Concurrent Session 5

Session Materials

Brief Abstract

This session provides an overview of a mixed-methods research study which focused on understanding the experience of students and self-regulation in an online course. Using study results and practical experiences, participants will learn how faculty and designers can support student self-regulated learning strategies and success online.


Sarah is a Senior Instructional Designer at the University of Colorado-Denver in the Office of Digital Education. She works with faculty on designing and delivering online courses, collaborates with instructional designers across colleges and programs, and delivers faculty professional development for excellent online pedagogy.. She has a background in communication, extensive online teaching experience, and is a doctoral candidate in education with a focus on learning technologies. Her interests include creating engaging online learning environments, improving online presence, and designing learning experiences which foster student self-regulation and motivation.

Extended Abstract

The online learning environment is often times an asynchronous experience for students, creating a lack of coordinated physical space and time together. This distance creates a need for students to be self-regulated (a highly proactive process) in their learning process in order to achieve success online. In fact, research has shown that the most successful online students display self-direction, initiative, perseverance, prioritization, and adaptive study skills. Unfortunately, not all learners possess these strategies needed to succeed in the online course environment. Many students in higher education must learn these skills as they go and often find it to be a challenging experience. These challenges can be a contributing factor to the drop-out rate of fully online courses or programs, and are important to investigate as the prevalence of online courses and programs continues to rise drastically. This session will explore not only the specific self-regulated learning strategies that students utilize or find challenging, but will also address the ways in which faculty and instructional designers can promote such skills in the online classroom.

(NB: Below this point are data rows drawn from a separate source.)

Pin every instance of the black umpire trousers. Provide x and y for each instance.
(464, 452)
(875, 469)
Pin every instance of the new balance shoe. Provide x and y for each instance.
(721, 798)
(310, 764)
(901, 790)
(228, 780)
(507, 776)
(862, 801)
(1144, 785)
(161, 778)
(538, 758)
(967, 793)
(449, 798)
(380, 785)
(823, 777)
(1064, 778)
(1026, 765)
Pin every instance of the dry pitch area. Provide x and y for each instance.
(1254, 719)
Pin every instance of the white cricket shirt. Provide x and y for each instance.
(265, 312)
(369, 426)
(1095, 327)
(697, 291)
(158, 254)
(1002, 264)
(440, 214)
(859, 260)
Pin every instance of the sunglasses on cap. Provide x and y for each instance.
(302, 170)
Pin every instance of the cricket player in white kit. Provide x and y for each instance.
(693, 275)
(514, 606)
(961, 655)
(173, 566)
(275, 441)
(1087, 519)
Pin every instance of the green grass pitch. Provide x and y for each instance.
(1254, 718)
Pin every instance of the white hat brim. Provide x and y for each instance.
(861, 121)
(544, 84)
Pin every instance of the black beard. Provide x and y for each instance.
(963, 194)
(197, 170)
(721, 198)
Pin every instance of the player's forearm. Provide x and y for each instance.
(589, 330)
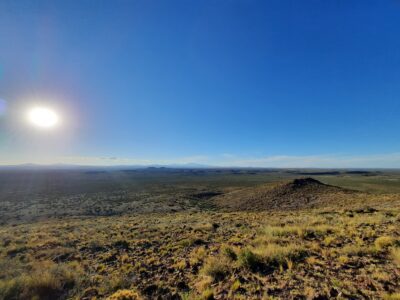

The first goal of this session is to provide an overview of the research project, which used a mixed-methods design to ultimately understand three unique cases of student self-regulated learning and motivation online, and each individual’s strategies used to maintain self-direction in an online course. Three research questions guided the study:

  1. What is the experience of students in an online course who possess and/or lack self-regulation strategies?

  2. What are the perceived actions of students in an online course who possess and/or lack self-regulation strategies?

  3. What instructional methods or environmental factors help students develop self-regulation skills to succeed in an online course?

In the first phase of the study, quantitative data was collected using a modified version of the Motivated Strategies in Learning Questionnaire (MSLQ) and user data from the learning management system. The quantitative data informed the next phase of the study, which included selection of three unique student participants and qualitative data collection done through in-depth interviews with each participant. The final phase, analysis and integration of the results, gave three varying perspectives of students in an online class and their motivation, challenges faced, and effectiveness of any self-regulated learning strategies used.

The second goal of this session is to highlight how results from this study specifically inform both design and teaching strategies that faculty and instructional support staff can utilize in order to assist students in developing beneficial, self-directed learning strategies. Strategies such as intentional communication, group work flexibility, use of media, and study strategy recommendations were found to be helpful for self-regulation among the three student cases, as well as motivating factors in their study efforts. In addition, the researcher (also an instructional designer) will incorporate practical experience and use cases to highlight the tangible takeaways and applications that audience members can implement in their own courses.

In this session, overall outcomes and takeaways for the audience are to understand the implications of the research project, identify key ways of supporting self-regulation and motivation among students in their own online courses, and to become aware of the importance of the topic as it relates to improving student success online. Throughout the presentation, participants will be engaged in small group brainstorming and collaboration, large group sharing of personal experiences and challenges, and a dedicated time for questions and answers.